Dans le but d’alléger ou supprimer la réglementation européenne du numérique, l’administration Trump déploie donc avec force un ensemble d’outils, mêlant à sa campagne publique une pression diplomatique, des menaces de représailles commerciales, et un argumentaire sécuritaire. S’il est ardu de mesurer l’impact de chacun de ces leviers, comme le résume un diplomate européen « c’est la combinaison qui est efficace, et l’imprévisibilité ».

Titre Edito
« Cultiver la résistance » : la stratégie américaine s’appuie sur des relais européens
« Cultiver la résistance » : la stratégie américaine s’appuie sur des relais européens
La Maison-Blanche comme les Big Tech mobilisent les entreprises européennes dans cet effort. L’administration Trump joue également de ses liens avec les extrêmes droites européennes, qu’elle développe dans un but affiché de « cultiver la résistance face à la trajectoire actuelle de l’Europe au sein des nations européennes », sur les sujets liés à la réglementation du numérique et bien au delà.

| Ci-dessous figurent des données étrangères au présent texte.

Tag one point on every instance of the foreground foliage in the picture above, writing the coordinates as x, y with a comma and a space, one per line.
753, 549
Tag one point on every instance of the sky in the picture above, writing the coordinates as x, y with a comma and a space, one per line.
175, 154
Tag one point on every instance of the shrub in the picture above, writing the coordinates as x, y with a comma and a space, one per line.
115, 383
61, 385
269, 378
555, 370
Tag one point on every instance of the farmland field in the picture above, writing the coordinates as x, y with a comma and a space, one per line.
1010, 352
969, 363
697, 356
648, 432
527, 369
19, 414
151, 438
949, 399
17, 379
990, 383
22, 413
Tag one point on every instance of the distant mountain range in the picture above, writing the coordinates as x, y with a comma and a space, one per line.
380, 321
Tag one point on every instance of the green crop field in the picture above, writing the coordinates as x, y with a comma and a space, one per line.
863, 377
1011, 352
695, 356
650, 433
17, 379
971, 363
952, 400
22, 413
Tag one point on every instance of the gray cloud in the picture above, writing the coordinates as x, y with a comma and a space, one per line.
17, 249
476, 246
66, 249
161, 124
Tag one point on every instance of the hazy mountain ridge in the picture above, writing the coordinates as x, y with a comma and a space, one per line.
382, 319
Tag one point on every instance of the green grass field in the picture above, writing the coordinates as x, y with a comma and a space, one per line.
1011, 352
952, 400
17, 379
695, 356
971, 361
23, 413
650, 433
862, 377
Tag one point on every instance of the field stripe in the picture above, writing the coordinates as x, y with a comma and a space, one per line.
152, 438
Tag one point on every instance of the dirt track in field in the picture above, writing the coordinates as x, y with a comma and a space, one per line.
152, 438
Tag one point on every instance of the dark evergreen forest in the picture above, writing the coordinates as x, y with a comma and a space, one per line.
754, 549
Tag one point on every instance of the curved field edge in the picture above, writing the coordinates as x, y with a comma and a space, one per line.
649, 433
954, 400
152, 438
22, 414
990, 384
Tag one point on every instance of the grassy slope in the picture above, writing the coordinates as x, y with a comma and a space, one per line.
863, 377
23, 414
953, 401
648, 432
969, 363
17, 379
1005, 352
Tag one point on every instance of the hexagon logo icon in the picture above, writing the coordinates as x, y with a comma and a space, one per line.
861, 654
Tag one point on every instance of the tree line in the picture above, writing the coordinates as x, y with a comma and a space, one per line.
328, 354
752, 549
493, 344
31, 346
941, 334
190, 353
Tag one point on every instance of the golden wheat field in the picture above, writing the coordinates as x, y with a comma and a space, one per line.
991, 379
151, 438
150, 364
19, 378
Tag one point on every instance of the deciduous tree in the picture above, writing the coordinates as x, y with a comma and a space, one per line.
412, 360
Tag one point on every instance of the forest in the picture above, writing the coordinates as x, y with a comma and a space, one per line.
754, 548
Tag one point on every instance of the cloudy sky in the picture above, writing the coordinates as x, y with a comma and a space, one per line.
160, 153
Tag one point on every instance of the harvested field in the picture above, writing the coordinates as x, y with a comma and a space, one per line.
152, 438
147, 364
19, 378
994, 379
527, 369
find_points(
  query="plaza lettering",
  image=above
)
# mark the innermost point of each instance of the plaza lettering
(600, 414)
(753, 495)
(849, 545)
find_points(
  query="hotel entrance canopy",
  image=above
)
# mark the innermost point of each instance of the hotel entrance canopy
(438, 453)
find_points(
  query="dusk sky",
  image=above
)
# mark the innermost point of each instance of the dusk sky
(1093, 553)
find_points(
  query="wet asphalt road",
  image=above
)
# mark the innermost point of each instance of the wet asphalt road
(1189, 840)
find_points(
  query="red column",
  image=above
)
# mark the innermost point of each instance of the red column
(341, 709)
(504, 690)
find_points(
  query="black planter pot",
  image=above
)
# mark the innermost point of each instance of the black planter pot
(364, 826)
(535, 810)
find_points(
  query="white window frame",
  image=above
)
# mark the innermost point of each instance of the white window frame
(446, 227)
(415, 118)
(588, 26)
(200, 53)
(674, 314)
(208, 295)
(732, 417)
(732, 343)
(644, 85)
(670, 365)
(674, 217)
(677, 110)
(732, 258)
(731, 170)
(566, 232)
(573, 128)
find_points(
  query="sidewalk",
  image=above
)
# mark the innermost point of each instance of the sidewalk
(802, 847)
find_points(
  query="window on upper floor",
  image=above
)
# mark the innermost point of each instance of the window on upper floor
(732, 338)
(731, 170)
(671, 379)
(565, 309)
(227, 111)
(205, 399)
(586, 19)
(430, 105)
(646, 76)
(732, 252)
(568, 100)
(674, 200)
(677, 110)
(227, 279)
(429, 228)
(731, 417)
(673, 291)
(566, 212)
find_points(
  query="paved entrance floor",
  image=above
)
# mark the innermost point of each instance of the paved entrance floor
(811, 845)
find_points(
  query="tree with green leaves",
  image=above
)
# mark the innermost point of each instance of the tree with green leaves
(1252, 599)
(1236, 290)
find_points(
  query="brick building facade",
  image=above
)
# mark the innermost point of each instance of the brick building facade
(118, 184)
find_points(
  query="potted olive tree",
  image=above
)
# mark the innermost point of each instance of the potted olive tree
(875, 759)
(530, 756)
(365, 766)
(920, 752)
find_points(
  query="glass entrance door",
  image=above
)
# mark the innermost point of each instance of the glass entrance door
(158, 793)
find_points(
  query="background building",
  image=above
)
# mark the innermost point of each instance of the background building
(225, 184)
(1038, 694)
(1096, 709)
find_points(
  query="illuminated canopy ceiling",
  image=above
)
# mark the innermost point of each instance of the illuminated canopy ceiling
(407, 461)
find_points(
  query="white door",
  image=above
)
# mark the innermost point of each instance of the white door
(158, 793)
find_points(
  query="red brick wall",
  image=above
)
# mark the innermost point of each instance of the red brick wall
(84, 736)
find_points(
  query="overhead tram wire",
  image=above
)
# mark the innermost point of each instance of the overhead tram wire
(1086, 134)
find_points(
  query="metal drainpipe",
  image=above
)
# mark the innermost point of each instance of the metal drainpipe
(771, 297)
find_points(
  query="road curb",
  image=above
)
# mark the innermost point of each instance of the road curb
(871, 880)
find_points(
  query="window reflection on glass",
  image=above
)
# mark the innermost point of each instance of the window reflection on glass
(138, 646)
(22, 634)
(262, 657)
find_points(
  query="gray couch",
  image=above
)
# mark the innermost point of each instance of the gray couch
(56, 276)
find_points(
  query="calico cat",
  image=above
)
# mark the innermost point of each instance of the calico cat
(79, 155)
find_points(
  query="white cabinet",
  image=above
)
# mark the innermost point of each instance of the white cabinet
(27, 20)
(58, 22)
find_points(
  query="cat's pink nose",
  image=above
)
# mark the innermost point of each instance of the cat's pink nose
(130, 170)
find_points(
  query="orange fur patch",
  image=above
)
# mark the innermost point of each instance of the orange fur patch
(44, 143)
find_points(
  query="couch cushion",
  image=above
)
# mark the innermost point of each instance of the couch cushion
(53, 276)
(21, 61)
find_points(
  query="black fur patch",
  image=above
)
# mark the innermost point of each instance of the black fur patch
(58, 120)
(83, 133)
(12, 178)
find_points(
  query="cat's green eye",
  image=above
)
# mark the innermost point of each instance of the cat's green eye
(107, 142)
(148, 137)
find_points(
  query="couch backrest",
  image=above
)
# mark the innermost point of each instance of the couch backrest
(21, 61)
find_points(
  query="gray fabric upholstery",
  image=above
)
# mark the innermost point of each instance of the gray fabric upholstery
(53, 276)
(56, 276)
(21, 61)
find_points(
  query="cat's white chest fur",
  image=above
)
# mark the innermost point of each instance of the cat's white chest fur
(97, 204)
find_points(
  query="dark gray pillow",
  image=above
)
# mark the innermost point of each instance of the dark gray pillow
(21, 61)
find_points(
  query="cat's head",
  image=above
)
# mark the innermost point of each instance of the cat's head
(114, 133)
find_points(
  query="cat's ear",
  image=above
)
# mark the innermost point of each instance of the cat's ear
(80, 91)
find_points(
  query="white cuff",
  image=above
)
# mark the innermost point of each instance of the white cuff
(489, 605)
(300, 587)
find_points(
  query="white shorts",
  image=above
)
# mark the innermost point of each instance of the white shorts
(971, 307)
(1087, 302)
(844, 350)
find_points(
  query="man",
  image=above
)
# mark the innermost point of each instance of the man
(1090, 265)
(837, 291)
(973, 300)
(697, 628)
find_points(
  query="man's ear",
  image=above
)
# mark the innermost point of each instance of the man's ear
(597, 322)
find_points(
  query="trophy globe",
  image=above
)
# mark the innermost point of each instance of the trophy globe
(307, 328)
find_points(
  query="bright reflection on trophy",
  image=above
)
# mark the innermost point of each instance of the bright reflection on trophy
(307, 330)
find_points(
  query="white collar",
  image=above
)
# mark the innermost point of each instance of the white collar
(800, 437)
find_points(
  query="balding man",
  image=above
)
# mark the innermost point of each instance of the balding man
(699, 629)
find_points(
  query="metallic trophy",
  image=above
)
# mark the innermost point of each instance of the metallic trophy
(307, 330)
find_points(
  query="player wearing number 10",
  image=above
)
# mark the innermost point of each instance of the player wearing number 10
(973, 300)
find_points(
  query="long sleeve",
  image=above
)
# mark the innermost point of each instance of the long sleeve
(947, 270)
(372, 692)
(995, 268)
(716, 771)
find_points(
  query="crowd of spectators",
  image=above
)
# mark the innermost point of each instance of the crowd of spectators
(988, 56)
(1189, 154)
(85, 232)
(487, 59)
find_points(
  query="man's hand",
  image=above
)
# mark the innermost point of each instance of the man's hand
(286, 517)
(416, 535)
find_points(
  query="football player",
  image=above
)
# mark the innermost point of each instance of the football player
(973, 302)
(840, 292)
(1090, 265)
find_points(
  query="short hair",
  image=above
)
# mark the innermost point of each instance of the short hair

Cette campagne américaine est abondamment citée par les parlementaires européens hostiles aux mesures d’encadrement de la tech, sur les réseaux comme dans les questions des parlementaires à la Commission. Sur les réseaux, les exemples abondent de parlementaires européens qui, comme la représentante allemande Christine Anderson (AfD, groupe Europe des Nations Souveraines), citent Jim Jordan pour souligner qu’il « a raison de contester les excès de pouvoir de l’UE » liés au DSA, ou J.D. Vance comme signe « rassurant que les États-Unis comprennent la sévérité de la situation » en matière de « censure ».
Ces exemples sont loin d’être anecdotiques. Le graphique ci-dessous – représentant les mentions, réponses et retweets des parlementaires européens critiquant la réglementation européenne du numérique – fait ainsi émerger l’intégration très forte des comptes américains dans cet écosystème.
Ces eurodéputés relaient ainsi doublement la campagne américaine : ils l’invoquent comme argument d’autorité, et amplifient les avertissements de Washington en alertant sur « les nombreuses conséquences négatives dans la relation UE-US » ou les « tensions dans les relations transatlantiques » que « provoquerait » l’application de la loi.

Comment l’Europe peut-elle faire face ?
- L’Europe a tout intérêt à accélérer ses efforts de souveraineté et de continuité des services numériques.
- Les entreprises européennes gagneraient à mieux cartographier leurs vulnérabilités aux leviers de pression américains.
- Maintenir une ligne règlementaire ferme s’impose : tout recul affaiblirait la crédibilité de l’UE et encouragerait l’instabilité.
- Explorer les coopérations ciblées avec l’exécutif (cybersécurité, protection des mineurs, lutte contre la fraude).
- Dialoguer avec les législateurs fédéraux et nationaux américains sur l’IA et les données.
- Avertir les entreprises américaines des effets contre-productifs de cette offensive pourrait atténuer certaines divergences.